Growing the business

Building the business enough to keep 14 technicians busy has been mostly a matter of hammering away at marketing. Aside from repeat customers, Torreschico says, “I’ve been running ads in some smaller community papers and magazines, in the Yellow Pages, and on bus benches.”

Rios adds, “We also do a lot of courtesy reminder calls and send out flyers. We offer free sewer line inspections, and customers who are moving let their buyers know they work with us. People here are all busy, and when they have a problem, they don’t want to have to live with it and worry about it. They call us because they know we get the job done, and they’ll pay a fair price.”

Many wealthy people call the company, says Torreschico. “We’re in the Hollywood foothills, so there are lots of people with money who are willing to pay for good work, but we’re not the most expensive,” he says. “We do research to see what others are charging, and we stay at competitive levels, but it’s more about the value and personal exchange.”

Keeping motivation high

Torreschico works at keeping employee morale high, even with long and sometimes grinding hours. “We get through it by motivating everyone to go out there and do their best,” he says. “We have meetings every day after work. We brainstorm ideas and discuss them, and everyone gets heard. We get together to talk about what worked on real jobs, what didn’t, and how to avoid problems.

“And you’ve got to give your guys incentives. We give them cash bonuses. We take them to Lakers games, on jet-ski trips, even on trips to Las Vegas to see the fights. We go to each other’s houses to have barbecues. We’re a lot like family here, and you work harder when you’re all friends.”

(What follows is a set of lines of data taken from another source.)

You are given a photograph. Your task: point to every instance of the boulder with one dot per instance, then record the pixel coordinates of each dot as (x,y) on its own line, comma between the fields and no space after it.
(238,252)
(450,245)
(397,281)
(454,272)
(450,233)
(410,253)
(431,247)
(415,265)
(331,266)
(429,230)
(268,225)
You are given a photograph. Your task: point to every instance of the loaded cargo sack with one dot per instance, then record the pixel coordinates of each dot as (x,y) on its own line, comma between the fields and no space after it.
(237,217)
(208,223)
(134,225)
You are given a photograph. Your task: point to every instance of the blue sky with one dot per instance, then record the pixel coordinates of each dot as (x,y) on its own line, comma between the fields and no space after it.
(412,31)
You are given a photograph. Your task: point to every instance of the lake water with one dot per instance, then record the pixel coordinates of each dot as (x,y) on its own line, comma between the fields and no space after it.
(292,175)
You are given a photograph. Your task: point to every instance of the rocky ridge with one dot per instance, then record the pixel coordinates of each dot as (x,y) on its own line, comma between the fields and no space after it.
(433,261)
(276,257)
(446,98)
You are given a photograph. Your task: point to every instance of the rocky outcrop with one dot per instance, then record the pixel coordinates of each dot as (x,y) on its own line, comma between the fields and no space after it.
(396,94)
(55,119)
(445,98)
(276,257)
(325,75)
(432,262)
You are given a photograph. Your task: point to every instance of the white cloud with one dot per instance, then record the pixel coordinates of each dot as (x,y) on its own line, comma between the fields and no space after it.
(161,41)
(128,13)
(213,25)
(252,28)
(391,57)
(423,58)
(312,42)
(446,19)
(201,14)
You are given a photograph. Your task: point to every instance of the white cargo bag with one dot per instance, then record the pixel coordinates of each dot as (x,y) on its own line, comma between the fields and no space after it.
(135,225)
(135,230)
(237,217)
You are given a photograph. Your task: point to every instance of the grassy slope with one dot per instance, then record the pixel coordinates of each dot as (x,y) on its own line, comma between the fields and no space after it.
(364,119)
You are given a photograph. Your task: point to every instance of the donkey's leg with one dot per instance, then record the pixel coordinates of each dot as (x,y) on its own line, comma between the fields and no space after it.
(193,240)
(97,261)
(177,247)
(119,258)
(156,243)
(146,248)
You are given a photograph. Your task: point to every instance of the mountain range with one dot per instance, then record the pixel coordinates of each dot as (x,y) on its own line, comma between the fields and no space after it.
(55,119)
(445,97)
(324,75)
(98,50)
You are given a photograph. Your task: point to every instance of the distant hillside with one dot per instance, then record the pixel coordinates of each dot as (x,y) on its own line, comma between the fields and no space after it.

Rios and Torreschico have come up with a good way to spark extra activity among the crew. “We have a board in the shop where all the technicians chart their bonuses, explain how they bid jobs, and post record completion times,” says Rios. “It drums up some friendly competition.”

Technicians speak highly of the company because they are treated well, Torreschico notes. “We make a personal connection with our employees and then they do that with our customers,” he says.

Professionalism counts

Professionalism is highly prized among Hollywood’s elite. “We have to be extremely clean and professional wherever we work,” Rios explains. “We constantly clear, clean and sweep walkways. It’s obvious there’s a job going on when you’ve got a hole in the yard, but it’s clean everywhere else while we’re working. Our guys are uniformed; our trucks are new and clean.”

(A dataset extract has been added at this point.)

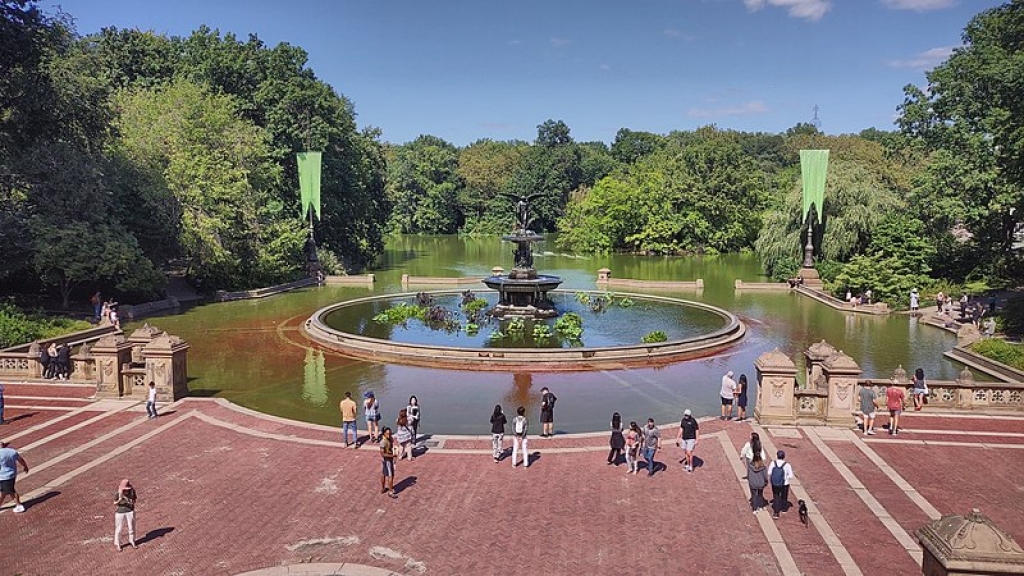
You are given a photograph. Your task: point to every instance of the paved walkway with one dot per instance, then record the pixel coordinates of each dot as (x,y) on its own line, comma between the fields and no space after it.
(223,490)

Lilly purchased $100,000 worth of vehicles at the 2007 Pumper & Cleaner Expo. Lilly’s fleet consists of 1997 and 2000 Ford vans, 1998 and 1999 Chevrolet Vans, two 2005 GMC Savana vans, and a 2007 Chevrolet Silverado Truck.

Celebrity clients also appreciate honesty. “Everything’s negotiable in life, but whatever you tell them the job and the cost is going to be, that’s what it is,” says Torreschico. “We build in for surprises, but we always go above and beyond. We don’t nickel and dime them to death. That makes people not trust the industry anymore.”

Going above and beyond means making Lilly crews more valuable to their customers than the competition’s. In the Land of the Deal, Lilly’s customers are often highly stressed by nature. When there’s a backed-up drain or other emergency, says Rios, “We don’t make a stressful situation worse. We arrive on time. That’s the biggest stress-buster, because people expect contractors not to show up when they say they will.”

Keeping customers happy

“We also use comic relief, maybe make a joke to put them at ease. We distract them from the problem for a while, check out their house and property, and talk with them. Then, when they’re calmed down, we’ll come back and discuss their plumbing problem.”

Obviously, it’s an approach that works. “We’ve had customers buy us lunch,” says Torreschico. One even gave Rios a Cadillac. “She was a screenwriter,” Rios says. “I was doing a lot of work at her place, and she said she just got sick of seeing my old hunker car (this was before Lilly had enough trucks for the whole crew). So she just gave me her Cadillac. It was old, but in great shape. It just needed a wax job and a little work!”

Clearly, work doesn’t faze this group of young cleaning contractors. And apparently, the Land of Dreams extends off the big screen and into a little shop nestled beneath the famous sign on the hills.